I want to close with some general comments drawn from several generations of cross-cultural work by anthropologists. These may provide some general cautions for the laudable new cross-cultural research effort by marketing scholars. Comprising cross-culturally comparable outlines of cultural materials is the ongoing project of the Human Relations Areas Files (HRAF, Murdock 1971). The journal Ethnology is devoted entirely to cross-cultural research. Review of these works indicates that anthropologists have developed broad general coding schemes for analyzing small group interaction (Bates and Cohen 1979); children's behavior (B. Whiting, J. Whiting and Longabaugh 1975; J. Whiting, Child and Lambert 1966); interpersonal exchange behavior (Longabaugh 1963); non-verbal behavior (Birdwhistle 1952); subsistence activities (e.g., Dufour 1983); color terminology (Berlin and Kay 1969), and kin terminologies (Fox 1967). Several of these coding schemes, notably the latter two, are the fruit of several generations of research. Conspicuous in all these efforts is the limited concern with emic meanings per se, despite cultural anthropology's general preoccupation with emic meaning. Most of the solid comparative, or ethnological, research is focused on relationships between observable elements of behavior and/or very limited domains of denotative meaning. The reasons for this are first, that getting good, comparable cross-cultural data about even simple, fundamental aspects of human behavior has proved to be extraordinarily "tough work" (Bernard 1988, p.275).

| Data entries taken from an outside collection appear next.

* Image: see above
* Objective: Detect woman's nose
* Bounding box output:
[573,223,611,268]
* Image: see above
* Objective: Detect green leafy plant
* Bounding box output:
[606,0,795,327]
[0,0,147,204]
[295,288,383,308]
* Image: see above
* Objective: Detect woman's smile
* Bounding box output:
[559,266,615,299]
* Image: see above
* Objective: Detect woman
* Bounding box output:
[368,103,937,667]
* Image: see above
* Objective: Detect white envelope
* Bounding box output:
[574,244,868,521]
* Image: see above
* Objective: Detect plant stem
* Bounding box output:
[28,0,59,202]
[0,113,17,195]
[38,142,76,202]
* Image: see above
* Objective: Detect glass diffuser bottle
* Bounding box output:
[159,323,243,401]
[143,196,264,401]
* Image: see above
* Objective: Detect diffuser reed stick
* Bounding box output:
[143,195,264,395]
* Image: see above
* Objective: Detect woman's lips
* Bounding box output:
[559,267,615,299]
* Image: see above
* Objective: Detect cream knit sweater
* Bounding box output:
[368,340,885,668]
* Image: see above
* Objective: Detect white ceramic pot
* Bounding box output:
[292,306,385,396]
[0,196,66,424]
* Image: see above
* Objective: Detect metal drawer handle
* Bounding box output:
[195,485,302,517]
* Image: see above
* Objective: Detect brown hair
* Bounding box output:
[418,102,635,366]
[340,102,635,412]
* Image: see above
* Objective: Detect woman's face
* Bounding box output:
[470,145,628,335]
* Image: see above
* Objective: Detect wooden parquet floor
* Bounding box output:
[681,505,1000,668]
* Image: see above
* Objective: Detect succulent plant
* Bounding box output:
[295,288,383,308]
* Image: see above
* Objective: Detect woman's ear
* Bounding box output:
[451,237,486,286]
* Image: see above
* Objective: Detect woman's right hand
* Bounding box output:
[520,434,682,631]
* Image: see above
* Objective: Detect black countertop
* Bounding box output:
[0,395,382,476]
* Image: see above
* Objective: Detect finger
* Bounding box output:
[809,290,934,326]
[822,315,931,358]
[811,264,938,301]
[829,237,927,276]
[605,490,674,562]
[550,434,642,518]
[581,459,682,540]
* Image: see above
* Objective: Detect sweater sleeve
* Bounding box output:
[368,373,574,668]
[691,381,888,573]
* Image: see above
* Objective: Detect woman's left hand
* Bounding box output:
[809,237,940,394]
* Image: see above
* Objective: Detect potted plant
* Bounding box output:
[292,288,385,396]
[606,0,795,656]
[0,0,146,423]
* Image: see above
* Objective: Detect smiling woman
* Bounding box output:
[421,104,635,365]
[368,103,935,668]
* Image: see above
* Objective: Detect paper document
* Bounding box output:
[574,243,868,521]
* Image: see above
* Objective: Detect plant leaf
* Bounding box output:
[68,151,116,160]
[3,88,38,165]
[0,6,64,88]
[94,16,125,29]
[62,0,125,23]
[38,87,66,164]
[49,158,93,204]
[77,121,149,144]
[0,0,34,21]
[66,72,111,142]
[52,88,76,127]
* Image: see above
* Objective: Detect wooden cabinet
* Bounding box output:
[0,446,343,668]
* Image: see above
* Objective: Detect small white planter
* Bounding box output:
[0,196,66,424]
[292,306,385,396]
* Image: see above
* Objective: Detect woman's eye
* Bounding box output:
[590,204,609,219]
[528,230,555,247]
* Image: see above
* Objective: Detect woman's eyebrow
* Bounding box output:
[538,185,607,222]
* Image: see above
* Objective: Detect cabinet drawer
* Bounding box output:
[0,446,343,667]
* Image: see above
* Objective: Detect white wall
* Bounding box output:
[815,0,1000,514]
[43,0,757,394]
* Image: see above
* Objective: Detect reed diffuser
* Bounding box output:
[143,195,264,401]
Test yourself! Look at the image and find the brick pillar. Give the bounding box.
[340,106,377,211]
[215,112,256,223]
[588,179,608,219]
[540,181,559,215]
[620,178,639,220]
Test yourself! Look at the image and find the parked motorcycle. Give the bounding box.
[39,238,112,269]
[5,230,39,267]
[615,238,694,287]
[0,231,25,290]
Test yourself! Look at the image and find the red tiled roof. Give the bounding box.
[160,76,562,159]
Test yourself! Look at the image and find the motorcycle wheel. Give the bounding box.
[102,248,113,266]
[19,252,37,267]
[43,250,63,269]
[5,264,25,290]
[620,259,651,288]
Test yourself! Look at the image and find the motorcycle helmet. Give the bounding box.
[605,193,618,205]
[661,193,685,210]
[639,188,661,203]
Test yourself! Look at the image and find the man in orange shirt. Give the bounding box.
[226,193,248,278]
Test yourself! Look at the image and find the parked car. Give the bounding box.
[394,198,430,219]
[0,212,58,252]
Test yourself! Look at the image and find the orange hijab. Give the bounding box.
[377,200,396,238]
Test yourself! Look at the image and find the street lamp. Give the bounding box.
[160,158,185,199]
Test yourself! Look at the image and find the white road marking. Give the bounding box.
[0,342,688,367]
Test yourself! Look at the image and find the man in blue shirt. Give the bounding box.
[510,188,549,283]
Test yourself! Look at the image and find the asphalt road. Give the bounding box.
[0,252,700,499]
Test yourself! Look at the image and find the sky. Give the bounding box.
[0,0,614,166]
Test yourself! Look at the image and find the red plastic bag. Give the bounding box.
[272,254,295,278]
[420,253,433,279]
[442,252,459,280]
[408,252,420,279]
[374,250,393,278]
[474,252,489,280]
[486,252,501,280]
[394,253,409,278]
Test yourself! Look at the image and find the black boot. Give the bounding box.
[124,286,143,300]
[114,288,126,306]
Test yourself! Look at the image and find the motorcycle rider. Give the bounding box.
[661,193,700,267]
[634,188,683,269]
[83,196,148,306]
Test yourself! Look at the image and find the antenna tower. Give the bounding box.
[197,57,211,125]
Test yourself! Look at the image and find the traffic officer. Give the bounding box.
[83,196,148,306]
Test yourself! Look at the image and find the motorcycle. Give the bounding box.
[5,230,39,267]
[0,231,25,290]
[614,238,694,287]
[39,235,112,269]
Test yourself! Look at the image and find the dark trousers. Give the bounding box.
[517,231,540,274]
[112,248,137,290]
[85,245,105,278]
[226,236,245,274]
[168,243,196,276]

Second, developing reliable, cross-culturally valid interpretations of connotative meanings and values has proved elusive despite half a century of effort (Frazer 1950/1922; Levi-Strauss 1969). Efforts of this kind usually result in the imposition, sometimes overt, but usually subtle, of ethnocentric metaphors on alien patterns of culture. An exemplary case is Benedict's (1934) classic Patterns of Culture in which Native American cultural patterns were assimilated to Dionesian and Epicurian patterns derived from classical Greek models. As in the well-known experiments with perceptual closure, what the observor does not know he or she fills in, and in so doing cannot help but be guided by his or her own cultural expectations. Consequently, few contemporary anthropologists actively pursue the comparative line of inquiry (cf. Berline, Breedlove, and Raven 1973).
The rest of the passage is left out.